You’ll see how to block forms lightly, step back, then commit to confident contours.
It’s a strong follow-up to earlier cat drawing tutorials because it shows how to evaluate your own work without erasing every line. Great for sketchers building a daily routine of drawing cat poses with minimal fuss.
Click here to watch the tutorial
5) Quick Shading for Depth

Round out your skills with simple shadows under the belly, tail, and chin. You’ll learn an approachable hatching method that suggests fur direction without overworking the page. The demo keeps values limited so the face remains the focal point.
Use this to transform flat sketches into finished pieces. As you add shading, revisit your earlier cat drawing ideas—sleeping, stretching, playful pounce—and test how light placement changes mood.
Click here to watch the tutorial
Cat Drawing Tutorials: Watch the Originals

Below are the five original YouTube lessons by their respective creators. All credit and rights belong to the original authors. We encourage you to support them directly by visiting their channels.
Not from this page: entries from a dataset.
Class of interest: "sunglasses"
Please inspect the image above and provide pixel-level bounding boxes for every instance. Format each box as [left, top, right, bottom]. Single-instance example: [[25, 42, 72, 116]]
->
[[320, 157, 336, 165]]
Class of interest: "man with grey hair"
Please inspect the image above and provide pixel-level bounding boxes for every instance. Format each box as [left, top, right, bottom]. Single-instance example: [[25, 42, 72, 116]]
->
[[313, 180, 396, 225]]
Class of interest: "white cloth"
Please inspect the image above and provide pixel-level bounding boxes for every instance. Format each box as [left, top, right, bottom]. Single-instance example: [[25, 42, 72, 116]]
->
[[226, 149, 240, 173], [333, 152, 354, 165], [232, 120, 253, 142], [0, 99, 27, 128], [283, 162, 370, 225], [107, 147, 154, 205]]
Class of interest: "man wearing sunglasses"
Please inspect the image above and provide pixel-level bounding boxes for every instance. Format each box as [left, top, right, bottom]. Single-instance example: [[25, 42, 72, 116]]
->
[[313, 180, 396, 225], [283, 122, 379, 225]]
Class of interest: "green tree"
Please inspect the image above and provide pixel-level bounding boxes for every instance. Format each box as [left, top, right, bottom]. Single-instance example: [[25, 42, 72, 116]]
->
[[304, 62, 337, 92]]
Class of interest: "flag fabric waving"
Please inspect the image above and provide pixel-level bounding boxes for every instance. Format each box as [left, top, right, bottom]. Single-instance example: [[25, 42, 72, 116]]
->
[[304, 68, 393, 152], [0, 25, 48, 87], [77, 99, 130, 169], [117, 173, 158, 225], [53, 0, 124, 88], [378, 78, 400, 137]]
How to Practice and What to Keep
Rotate between construction, gesture, character, proportion, and shading so each session stays fresh.
Keep a page of thumbnails where you test ear angles, tail curves, and paw shapes. Over time, your library of cat drawing studies will turn into finished illustrations.
Looking for more cat drawing tutorial content? Set a 20-minute timer, pick one video, and focus on a single skill—eyes, whiskers, or tail motion. This targeted practice accelerates learning and keeps your sketchbook fun.